Mom made sure to buy all my Filipino food requests, both at restaurants and to have them cooked at home. She booked short little trips for Christmas and New Year, had fresh white sheets waiting for me on my bed. Every wish of mine, from food to movies to shopping to spa treatments, were taken note of and fulfilled.
Those who have learned to live independently fear the regression that happens when you return to your parents. I tried to resist it at first, but eventually I gave in. Culture and environments are forces too strong to be resisted individually, anyway. I just let myself be loved, even if that meant dependence. I gave up being the strong woman who built a life for herself from scratch in Europe and let myself be a child again. I let myself be the “Condesa de Condensada” of my family (a joke my dad had coined, meant to make fun but there was also a good amount of truth to it, lol). I would like to think I came home more mindful and considerate of other people, but our roles will always reclaim us to a degree.
On the way to Manila, during a five-hour layover in Shanghai, I was listening to a podcast. I forget what the episode was about, but one quote stood out. To paraphrase: “People who have been loved unconditionally just have a certain buoyancy to them. Even when bad things happen to them, they are never that upset.”
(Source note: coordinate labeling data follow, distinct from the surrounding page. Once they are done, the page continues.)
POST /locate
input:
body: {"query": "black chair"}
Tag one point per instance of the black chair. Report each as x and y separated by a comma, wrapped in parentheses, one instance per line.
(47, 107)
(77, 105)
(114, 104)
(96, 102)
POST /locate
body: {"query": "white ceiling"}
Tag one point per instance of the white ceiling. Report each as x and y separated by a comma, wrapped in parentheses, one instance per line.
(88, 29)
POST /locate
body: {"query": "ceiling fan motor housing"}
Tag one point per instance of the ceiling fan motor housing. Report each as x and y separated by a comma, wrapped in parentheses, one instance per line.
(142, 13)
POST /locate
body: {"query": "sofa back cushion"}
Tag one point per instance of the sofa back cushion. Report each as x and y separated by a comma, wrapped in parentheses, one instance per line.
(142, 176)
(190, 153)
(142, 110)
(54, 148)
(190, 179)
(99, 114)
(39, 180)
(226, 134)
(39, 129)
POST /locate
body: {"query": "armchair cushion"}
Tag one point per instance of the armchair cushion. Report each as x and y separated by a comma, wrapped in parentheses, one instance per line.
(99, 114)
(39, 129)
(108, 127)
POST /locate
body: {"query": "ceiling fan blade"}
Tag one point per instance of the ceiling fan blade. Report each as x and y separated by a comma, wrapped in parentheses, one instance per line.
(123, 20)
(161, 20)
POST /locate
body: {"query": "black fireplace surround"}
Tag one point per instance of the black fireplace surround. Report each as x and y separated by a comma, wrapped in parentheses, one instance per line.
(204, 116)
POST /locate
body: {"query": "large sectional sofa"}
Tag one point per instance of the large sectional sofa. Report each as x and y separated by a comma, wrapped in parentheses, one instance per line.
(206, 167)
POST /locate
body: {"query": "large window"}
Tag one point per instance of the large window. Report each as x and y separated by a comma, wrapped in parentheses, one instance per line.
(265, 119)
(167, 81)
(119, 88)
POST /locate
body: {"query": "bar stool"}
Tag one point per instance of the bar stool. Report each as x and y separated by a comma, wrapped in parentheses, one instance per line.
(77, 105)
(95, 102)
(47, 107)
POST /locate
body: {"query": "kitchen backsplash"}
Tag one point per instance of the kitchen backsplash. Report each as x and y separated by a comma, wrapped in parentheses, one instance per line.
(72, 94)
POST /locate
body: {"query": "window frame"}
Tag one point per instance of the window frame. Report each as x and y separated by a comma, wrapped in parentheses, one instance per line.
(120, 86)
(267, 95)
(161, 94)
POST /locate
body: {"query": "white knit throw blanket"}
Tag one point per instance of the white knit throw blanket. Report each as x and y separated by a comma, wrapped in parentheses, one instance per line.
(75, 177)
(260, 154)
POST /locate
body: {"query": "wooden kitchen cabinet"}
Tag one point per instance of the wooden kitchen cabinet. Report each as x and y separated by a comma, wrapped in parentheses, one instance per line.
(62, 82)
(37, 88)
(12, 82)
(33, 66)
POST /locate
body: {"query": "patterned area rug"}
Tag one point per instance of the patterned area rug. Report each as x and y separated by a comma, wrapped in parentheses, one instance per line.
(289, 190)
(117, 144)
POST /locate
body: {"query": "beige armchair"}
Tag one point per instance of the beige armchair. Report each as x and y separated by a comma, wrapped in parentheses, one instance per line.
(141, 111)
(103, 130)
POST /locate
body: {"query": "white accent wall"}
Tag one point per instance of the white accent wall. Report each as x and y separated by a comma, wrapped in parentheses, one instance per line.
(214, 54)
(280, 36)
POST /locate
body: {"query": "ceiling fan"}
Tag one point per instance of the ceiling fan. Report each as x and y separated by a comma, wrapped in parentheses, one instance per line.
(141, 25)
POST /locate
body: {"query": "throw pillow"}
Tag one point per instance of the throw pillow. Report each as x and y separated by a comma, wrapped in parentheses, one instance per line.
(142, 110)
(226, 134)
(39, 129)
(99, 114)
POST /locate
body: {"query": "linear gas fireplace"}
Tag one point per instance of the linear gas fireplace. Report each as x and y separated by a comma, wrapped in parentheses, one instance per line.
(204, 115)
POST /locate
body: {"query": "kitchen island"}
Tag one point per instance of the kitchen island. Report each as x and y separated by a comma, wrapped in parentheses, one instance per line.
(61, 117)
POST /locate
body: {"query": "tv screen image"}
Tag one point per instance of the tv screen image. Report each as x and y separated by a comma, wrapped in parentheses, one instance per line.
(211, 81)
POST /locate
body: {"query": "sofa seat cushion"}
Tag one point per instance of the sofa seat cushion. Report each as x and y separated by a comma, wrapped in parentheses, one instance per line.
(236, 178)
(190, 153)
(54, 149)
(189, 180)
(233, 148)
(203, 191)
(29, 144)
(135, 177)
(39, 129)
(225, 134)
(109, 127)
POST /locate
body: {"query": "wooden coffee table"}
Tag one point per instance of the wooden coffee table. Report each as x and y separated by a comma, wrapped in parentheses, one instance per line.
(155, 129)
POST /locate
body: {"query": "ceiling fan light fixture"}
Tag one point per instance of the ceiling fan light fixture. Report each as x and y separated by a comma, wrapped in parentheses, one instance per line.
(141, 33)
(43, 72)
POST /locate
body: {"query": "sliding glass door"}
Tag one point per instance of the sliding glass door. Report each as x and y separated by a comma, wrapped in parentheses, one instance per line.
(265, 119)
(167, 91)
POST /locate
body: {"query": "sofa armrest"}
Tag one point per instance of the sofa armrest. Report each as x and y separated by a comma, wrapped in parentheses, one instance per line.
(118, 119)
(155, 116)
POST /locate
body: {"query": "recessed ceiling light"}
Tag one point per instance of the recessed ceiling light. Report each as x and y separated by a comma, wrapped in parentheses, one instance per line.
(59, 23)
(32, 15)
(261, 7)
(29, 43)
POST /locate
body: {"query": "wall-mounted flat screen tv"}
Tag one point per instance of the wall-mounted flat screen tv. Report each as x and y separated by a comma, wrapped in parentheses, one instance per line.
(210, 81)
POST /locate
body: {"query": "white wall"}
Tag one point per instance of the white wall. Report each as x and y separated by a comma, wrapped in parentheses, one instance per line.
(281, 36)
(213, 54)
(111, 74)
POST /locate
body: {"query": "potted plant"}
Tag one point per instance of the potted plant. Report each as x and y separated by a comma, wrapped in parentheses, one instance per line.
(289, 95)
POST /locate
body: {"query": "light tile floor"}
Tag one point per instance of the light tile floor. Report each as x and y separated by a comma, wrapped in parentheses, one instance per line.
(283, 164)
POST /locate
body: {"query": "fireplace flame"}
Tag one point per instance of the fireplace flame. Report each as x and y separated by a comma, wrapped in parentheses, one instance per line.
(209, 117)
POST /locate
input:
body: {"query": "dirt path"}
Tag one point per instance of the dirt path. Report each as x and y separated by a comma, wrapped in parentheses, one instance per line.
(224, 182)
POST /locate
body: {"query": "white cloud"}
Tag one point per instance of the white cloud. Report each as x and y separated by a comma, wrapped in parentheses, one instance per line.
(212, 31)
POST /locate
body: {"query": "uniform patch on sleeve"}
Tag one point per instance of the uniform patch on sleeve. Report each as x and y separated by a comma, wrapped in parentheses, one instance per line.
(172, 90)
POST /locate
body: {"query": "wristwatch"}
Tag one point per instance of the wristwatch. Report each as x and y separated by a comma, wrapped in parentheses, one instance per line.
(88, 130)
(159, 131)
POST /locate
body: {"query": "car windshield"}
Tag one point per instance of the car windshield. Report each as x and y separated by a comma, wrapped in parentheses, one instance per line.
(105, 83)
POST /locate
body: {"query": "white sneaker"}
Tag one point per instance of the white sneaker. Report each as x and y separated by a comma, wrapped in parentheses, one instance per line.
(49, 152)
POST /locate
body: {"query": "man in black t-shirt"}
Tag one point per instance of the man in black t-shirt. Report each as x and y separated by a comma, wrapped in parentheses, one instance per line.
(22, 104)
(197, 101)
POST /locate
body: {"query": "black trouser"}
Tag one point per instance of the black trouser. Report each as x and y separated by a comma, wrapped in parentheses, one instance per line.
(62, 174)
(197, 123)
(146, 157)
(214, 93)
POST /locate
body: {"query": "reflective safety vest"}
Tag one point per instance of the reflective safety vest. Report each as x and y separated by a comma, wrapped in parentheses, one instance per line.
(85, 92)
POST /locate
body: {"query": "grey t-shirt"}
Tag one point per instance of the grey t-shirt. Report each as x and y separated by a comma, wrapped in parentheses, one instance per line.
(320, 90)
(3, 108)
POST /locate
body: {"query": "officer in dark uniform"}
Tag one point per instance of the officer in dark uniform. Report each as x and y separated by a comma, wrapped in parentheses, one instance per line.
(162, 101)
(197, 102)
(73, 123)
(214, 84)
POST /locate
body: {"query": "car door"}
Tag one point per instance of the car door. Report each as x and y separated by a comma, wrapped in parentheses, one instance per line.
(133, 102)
Being back in Manila, I could feel myself being fortified from the inside by love. I realized that all the strength I had to strike out on my own in a far away continent had come from here. I had an education, an intellect, a diverse career background, but I was first and foremost a product of love and care. Even my ability to fight and stand up for myself when necessary stemmed from this. I had been taught to take for granted that I was worthy. The real world tempers this for all of us. You learn that you also need to give, work hard, and that countless things in life need to be earned and kept. But in the background, a human being who is loved remains a human being who is loved. Everything else, while not unimportant, is secondary.
At the Manila airport, while waiting for my flight back to Madrid, I had P200 left over in cash. I had offered it to Mom to help pay for the Skyway toll they had paid to drive me here in a timely manner. But she refused and said I should use that last P200 to get something to eat. I got a pesto chicken sandwich, felt its fresh warmth from the toaster oven. This comforting sensation made me cry. It was the last bit of warmth and care before I flew back to my second home and resumed being a full adult. It was something to mourn and treasure—the last meal I would have in a while from someone caring whether I ate or not.
I was surprised to once again feel torn upon leaving. I loved my life in Madrid. I knew I wasn’t giving it up. And yet, leaving broke my heart. Again. Almost as if it were the first time.
But I also knew that I would enjoy picking up my strength and speed again. I might not have felt it in the moment, but I knew I would soon. There was so much that I was raring to do. And I knew that all the softness I had been gifted back home only nourished me to be all that I had to be in this second life I have chosen—the soft, the hard, the sharp, the fast, the gentle. Knowing you are loved enables you to be everything.